Compared to other vaccines
Data so far suggest, that on the whole, the Novavax vaccine may have fewer side effects than both the Pfizer and Moderna vaccines.
After a second dose of the Pfizer vaccine:
- 66% reported pain
- 60% fatigue
- 52% headache
- 38% muscle pain
- 22% joint pain
- 16% fever
- 2% vomiting.
Meanwhile, after a second dose of the Moderna vaccine:
- 88% experienced pain
- 16% fever, including 1.4% severe cases
- 59% headache
- 66% fatigue
- 43% joint pain
- 19% vomiting.
Like the Novavax vaccine, side effects were more common after the second vaccine dose.
Who should get Novavax?
The World Health Organization (WHO) recommends Novavax for:
- those living with conditions that increase the risk of severe COVID-19, such as cardiovascular disease, respiratory disease, and diabetes
- people who have contracted COVID-19 in the past
- people who are breastfeeding and those who are not
The WHO the following not to get the vaccine:
- people with a history of anaphylaxis to any component inside the vaccine
- people with symptomatic PCR-confirmed COVID-19 until they have recovered and finished self-isolation
- people with a body temperature of over 38.5°C until they no longer have a fever
- people under 18 years old, as research studying its safety and efficacy is still underway.

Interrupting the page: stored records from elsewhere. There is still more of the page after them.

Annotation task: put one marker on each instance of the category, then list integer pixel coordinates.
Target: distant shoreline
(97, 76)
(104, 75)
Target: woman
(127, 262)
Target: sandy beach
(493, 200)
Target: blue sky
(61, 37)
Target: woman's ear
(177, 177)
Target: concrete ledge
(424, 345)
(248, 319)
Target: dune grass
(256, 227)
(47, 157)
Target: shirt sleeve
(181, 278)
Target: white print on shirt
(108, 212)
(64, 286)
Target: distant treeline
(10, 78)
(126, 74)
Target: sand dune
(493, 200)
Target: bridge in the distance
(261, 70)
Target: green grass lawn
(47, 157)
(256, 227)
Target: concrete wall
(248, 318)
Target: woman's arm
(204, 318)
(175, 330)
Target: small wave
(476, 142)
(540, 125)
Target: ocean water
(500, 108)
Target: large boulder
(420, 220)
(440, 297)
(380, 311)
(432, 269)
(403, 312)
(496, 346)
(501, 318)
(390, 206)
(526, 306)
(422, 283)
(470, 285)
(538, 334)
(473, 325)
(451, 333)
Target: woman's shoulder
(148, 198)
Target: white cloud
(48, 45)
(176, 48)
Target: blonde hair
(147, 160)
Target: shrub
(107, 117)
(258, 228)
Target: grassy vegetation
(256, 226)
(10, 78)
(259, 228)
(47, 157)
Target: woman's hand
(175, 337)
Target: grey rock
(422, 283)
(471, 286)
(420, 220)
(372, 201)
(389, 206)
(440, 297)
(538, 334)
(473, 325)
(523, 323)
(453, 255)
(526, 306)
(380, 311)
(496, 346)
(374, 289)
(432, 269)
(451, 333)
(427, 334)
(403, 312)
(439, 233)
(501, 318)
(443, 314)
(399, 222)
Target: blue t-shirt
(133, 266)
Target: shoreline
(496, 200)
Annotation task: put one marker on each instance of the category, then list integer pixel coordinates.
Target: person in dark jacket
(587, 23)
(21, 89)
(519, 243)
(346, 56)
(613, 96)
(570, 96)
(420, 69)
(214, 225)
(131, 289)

The WHO also highlights that data on having the vaccine during pregnancy is not yet available. However, as other protein-based vaccines have comparable efficacy in pregnant and non-pregnant people, they say that the Novavax vaccine may be the same.

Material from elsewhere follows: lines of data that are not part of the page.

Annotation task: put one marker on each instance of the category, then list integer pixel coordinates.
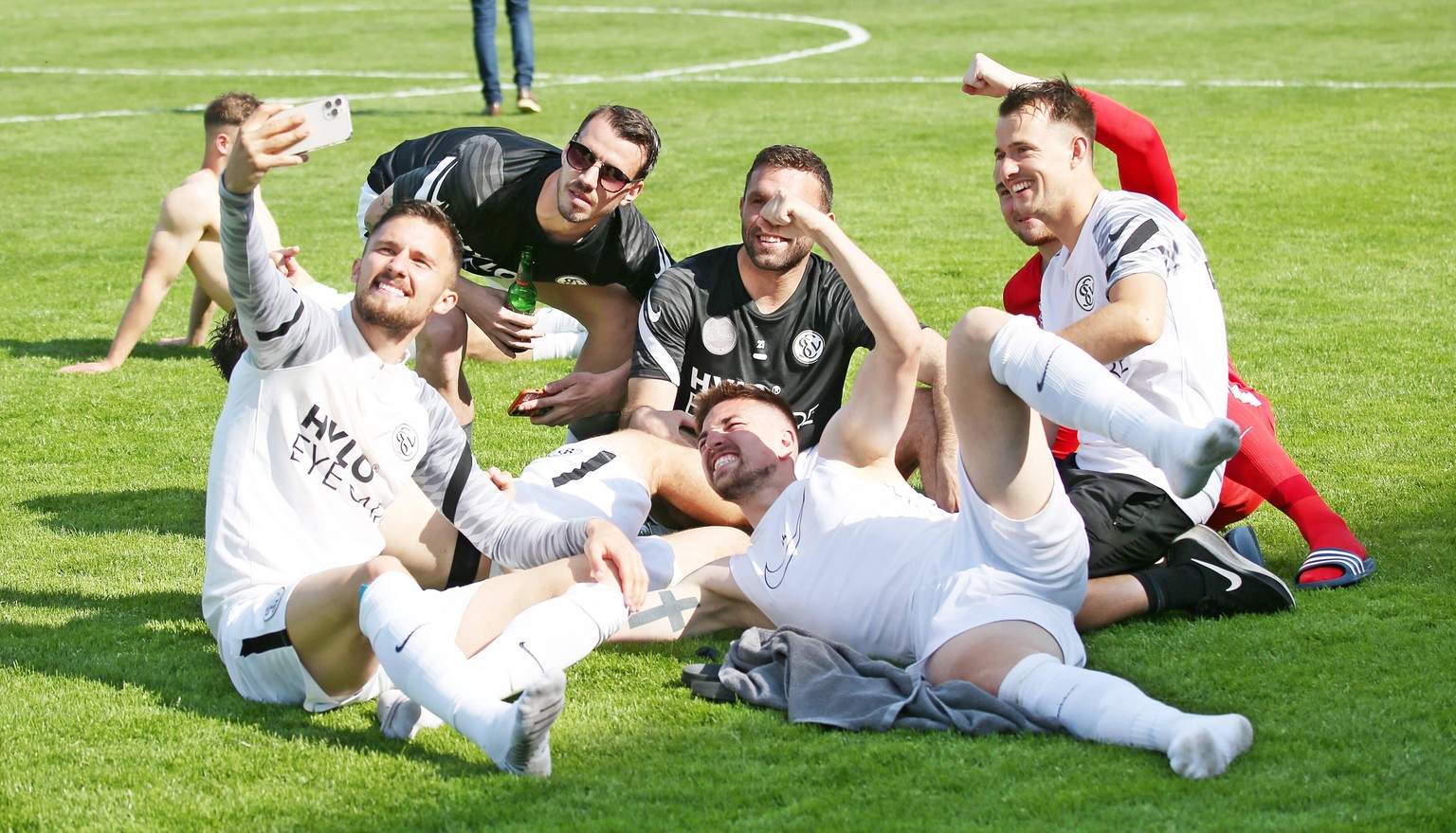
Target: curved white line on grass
(231, 73)
(855, 35)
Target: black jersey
(486, 179)
(700, 326)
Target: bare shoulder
(194, 203)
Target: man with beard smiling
(1132, 285)
(594, 254)
(850, 553)
(322, 430)
(772, 314)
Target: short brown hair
(228, 110)
(730, 390)
(1059, 100)
(795, 157)
(429, 213)
(632, 125)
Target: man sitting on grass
(322, 428)
(856, 555)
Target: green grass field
(1314, 144)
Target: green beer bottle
(521, 296)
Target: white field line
(701, 73)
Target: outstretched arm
(868, 427)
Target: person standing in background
(523, 53)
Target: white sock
(551, 635)
(1067, 386)
(423, 659)
(1104, 708)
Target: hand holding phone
(526, 396)
(328, 121)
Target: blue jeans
(519, 13)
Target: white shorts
(1004, 570)
(264, 666)
(263, 662)
(586, 480)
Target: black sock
(1176, 588)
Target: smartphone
(526, 396)
(328, 122)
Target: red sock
(1265, 466)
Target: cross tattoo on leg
(670, 609)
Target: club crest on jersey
(809, 347)
(1085, 293)
(407, 442)
(274, 603)
(719, 335)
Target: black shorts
(1130, 521)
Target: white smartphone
(328, 122)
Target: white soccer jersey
(1184, 373)
(846, 558)
(315, 439)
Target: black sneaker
(1233, 583)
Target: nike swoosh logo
(1046, 368)
(1235, 580)
(401, 647)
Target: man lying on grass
(853, 553)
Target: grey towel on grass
(822, 681)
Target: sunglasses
(609, 176)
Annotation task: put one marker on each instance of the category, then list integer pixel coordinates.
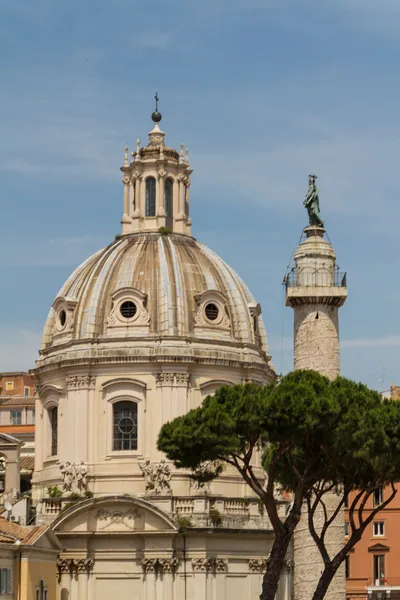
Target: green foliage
(215, 517)
(164, 230)
(310, 430)
(183, 523)
(54, 492)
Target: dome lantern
(156, 186)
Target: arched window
(125, 425)
(53, 414)
(168, 202)
(150, 197)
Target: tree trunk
(275, 566)
(324, 581)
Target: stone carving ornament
(206, 565)
(74, 565)
(158, 480)
(160, 565)
(74, 477)
(258, 566)
(80, 382)
(118, 517)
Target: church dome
(153, 286)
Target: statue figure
(148, 475)
(163, 477)
(67, 475)
(81, 477)
(312, 203)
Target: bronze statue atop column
(311, 203)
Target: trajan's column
(315, 290)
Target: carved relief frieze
(160, 565)
(117, 517)
(157, 478)
(172, 379)
(258, 565)
(80, 382)
(74, 566)
(73, 477)
(207, 565)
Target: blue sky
(262, 91)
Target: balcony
(385, 588)
(321, 277)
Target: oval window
(211, 311)
(128, 309)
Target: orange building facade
(373, 567)
(17, 418)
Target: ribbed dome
(173, 282)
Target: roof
(11, 532)
(170, 274)
(17, 401)
(14, 374)
(27, 463)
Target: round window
(128, 309)
(211, 311)
(62, 317)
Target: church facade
(139, 334)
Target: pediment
(9, 441)
(116, 514)
(378, 548)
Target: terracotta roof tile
(17, 401)
(9, 532)
(27, 462)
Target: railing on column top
(314, 278)
(183, 506)
(51, 506)
(236, 507)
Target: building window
(378, 496)
(379, 569)
(5, 581)
(168, 201)
(150, 197)
(379, 528)
(41, 591)
(16, 417)
(54, 430)
(347, 566)
(125, 426)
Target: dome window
(128, 309)
(150, 197)
(62, 318)
(212, 311)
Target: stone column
(315, 293)
(64, 578)
(149, 566)
(125, 218)
(167, 568)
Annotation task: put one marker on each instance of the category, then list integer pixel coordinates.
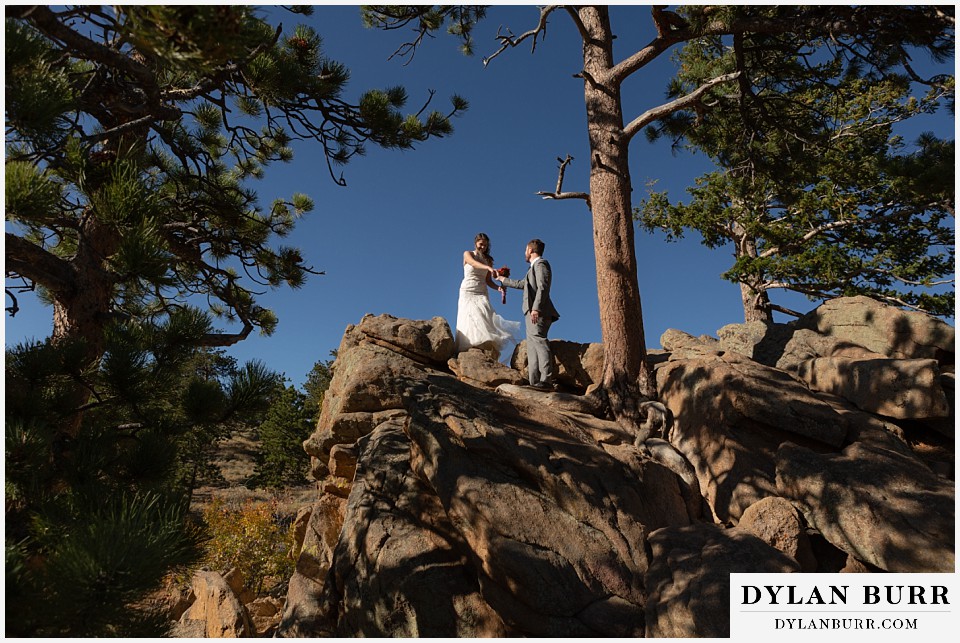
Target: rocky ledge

Therefore, they recommend that pregnant people receive information about the risks of COVID-19 during pregnancy, the potential benefits of vaccination, and safety data limitations so that they can make their own decision. However, they recommend pregnant people get vaccinated in situations where the benefits outweigh the risks.
Any side effects from the vaccine were largely mild to moderate and transient. The phase 3 trial in the U.S. and Mexico, and the U.K did not raise any safety concerns.
According to Prof. Paul Heath, professor of paediatric infectious diseases and director of the Vaccine Institute, St George’s, University of London and St George’s Hospital, London, and chief investigator of the Novavax United Kingdom trial:
“The results are very reassuring and importantly show that this vaccine appears to be safe and effective in populations from a range of communities and demographic groups, and those with a range of underlying comorbidities, now (across both trials) with a total number of participants of more than 45,000.”
“Both the U.K. and the US. and Mexico trials used the same case definitions, and these consistent results, therefore, provide much confidence in the use of this vaccine for the global population. We now await the peer-reviewed publication. We also look forward to the results of the trial’s adolescent arm (12–17 years), which recently completed enrolment,” Prof Heath adds.
According to Dr. Peter English, a retired consultant in communicable disease control, former editor of Vaccines in Practice, and immediate past chair of the BMA Public Health Medicine Committee:
“[t]he vaccine is a much more traditional sort of vaccine than the mRNA and vector vaccines currently in use. The actual spike protein is injected, in the form of nanoparticles, instead of inserting the genetic material enabling our cells to create the spike protein.”
He adds that:
“It remains to be seen whether this will have consequences in terms of real-world effectiveness or safety; but the more different types of vaccine we have, the greater our ability will be to optimize effectiveness and safety in different groups.”